Ashtyn Davis and the New York Jets defense come up short against Cam Newton‘s read-option on Monday Night Football.
What Newton did do, however, was take advantage of a couple of key situations with the zone-read, including the New England Patriots’ first touchdown of the night in their 30-27 victory at MetLife Stadium.
The play was set up by a 33-yard Jakobi Meyers reception. New York played Cover 1 against a Pats’ play-action that featured just a two-man route.
For the most part, since making the change several weeks ago, Maye is back to his natural free position while Ashtyn Davis is giving it a go at strong. Instead of his rigorous free safety-strong safety looks, Gregg Williams is interchanging the two positons a ton more.
The read-option touchdown features Maye as the drop-down guy and Davis as the high safety.

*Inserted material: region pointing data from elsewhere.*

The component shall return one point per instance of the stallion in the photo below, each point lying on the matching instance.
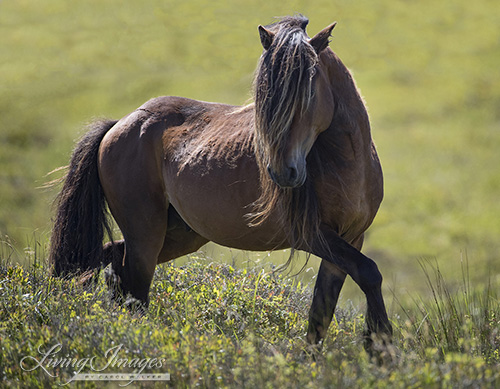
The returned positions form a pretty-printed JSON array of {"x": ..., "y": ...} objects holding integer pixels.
[{"x": 297, "y": 168}]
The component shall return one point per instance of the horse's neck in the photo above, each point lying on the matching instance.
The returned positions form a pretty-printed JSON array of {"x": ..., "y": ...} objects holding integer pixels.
[{"x": 350, "y": 114}]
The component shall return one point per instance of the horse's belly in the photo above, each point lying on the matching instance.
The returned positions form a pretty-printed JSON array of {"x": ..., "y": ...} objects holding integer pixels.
[{"x": 215, "y": 203}]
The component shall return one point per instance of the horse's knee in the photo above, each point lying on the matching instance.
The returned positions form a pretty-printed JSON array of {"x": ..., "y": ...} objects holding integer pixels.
[{"x": 369, "y": 276}]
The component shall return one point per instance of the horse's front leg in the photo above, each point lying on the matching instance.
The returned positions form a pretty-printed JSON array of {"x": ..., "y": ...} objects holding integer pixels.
[
  {"x": 326, "y": 293},
  {"x": 365, "y": 273}
]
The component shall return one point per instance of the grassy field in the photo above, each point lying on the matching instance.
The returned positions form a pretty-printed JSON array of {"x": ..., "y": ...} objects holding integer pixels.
[
  {"x": 429, "y": 74},
  {"x": 428, "y": 71},
  {"x": 210, "y": 325}
]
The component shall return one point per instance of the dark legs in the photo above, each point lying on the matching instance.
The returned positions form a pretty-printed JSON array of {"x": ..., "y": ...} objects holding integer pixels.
[
  {"x": 132, "y": 279},
  {"x": 339, "y": 259},
  {"x": 326, "y": 293}
]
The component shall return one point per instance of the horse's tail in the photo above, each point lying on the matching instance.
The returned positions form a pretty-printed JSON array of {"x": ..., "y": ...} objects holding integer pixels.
[{"x": 81, "y": 219}]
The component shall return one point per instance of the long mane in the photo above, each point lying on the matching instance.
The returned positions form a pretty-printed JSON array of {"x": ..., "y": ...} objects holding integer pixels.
[{"x": 283, "y": 88}]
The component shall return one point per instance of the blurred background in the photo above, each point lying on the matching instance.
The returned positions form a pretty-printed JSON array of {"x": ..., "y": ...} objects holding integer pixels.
[{"x": 429, "y": 72}]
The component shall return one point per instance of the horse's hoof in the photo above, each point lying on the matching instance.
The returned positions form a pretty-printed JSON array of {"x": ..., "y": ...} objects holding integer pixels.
[{"x": 380, "y": 348}]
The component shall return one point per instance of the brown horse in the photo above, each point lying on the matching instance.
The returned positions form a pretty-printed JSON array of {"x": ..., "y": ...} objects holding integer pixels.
[{"x": 297, "y": 169}]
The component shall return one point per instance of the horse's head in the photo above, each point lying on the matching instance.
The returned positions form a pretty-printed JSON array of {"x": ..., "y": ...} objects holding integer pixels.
[{"x": 293, "y": 99}]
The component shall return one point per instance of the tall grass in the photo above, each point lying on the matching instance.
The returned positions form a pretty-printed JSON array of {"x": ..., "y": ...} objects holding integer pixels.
[{"x": 216, "y": 326}]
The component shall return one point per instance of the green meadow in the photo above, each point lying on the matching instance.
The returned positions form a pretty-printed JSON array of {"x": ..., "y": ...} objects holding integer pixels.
[{"x": 429, "y": 72}]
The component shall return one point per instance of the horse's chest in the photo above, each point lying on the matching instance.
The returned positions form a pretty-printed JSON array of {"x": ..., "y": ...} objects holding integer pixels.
[{"x": 349, "y": 202}]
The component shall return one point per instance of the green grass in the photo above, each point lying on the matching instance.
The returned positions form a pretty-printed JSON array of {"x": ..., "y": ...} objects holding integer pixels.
[
  {"x": 428, "y": 71},
  {"x": 215, "y": 326}
]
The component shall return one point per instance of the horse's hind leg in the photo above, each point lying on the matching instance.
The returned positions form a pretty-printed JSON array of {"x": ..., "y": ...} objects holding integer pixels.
[
  {"x": 366, "y": 274},
  {"x": 142, "y": 218}
]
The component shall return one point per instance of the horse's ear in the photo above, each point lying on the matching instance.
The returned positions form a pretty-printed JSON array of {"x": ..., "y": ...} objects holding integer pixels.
[
  {"x": 266, "y": 37},
  {"x": 320, "y": 41}
]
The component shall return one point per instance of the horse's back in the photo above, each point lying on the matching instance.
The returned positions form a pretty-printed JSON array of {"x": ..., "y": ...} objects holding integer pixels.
[{"x": 198, "y": 157}]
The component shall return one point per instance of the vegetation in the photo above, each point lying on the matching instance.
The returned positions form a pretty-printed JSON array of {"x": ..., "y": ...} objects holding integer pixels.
[
  {"x": 215, "y": 326},
  {"x": 429, "y": 73}
]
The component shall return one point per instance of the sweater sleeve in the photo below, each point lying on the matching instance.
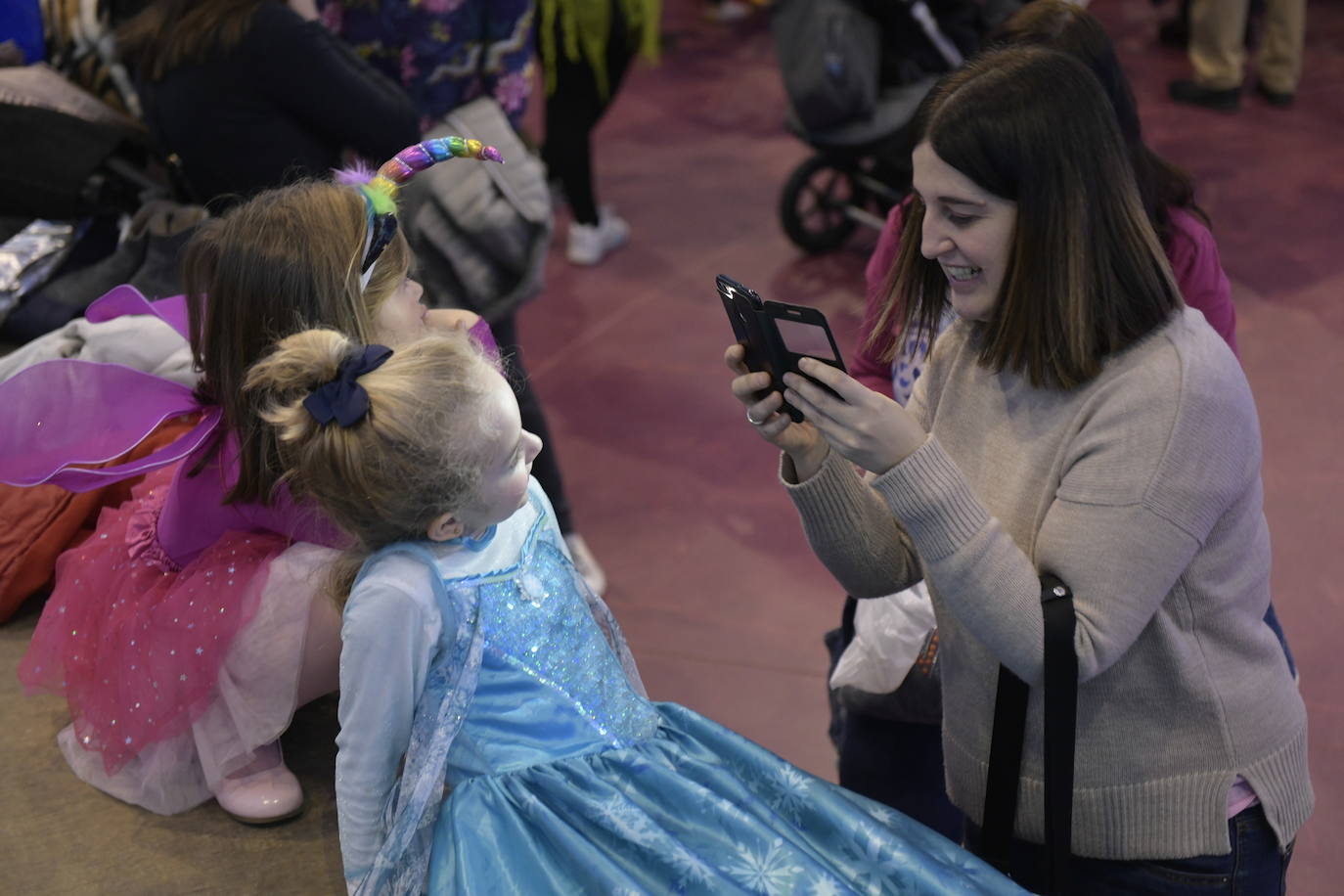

- First-and-goal from the opponents’ 5-yard line
- 3:41 remaining in the first quarter
- Offensive personnel: 11 personnel, trips (3×1), TE flex
- Defensive personnel: Nickel, 2-4-5, goal-line single-high, SS on No. 3 weapon
Perhaps it’s Maye’s experience and tackling ability that makes Williams place him at strong safety in certain run situations. Davis is smaller and a lot quicker, which makes this look sensical in this spot.
Bryce Huff‘s role
Young Bryce Huff is the edge defender on the boundary side (up top). How he plays it is the first key.
Newton will be reading No. 47 on the play. If Huff crashes hard, Newton will pull the ball and take it around the edge. If Huff plays it responsibly, Newton will hand it off to the running back between the tackles.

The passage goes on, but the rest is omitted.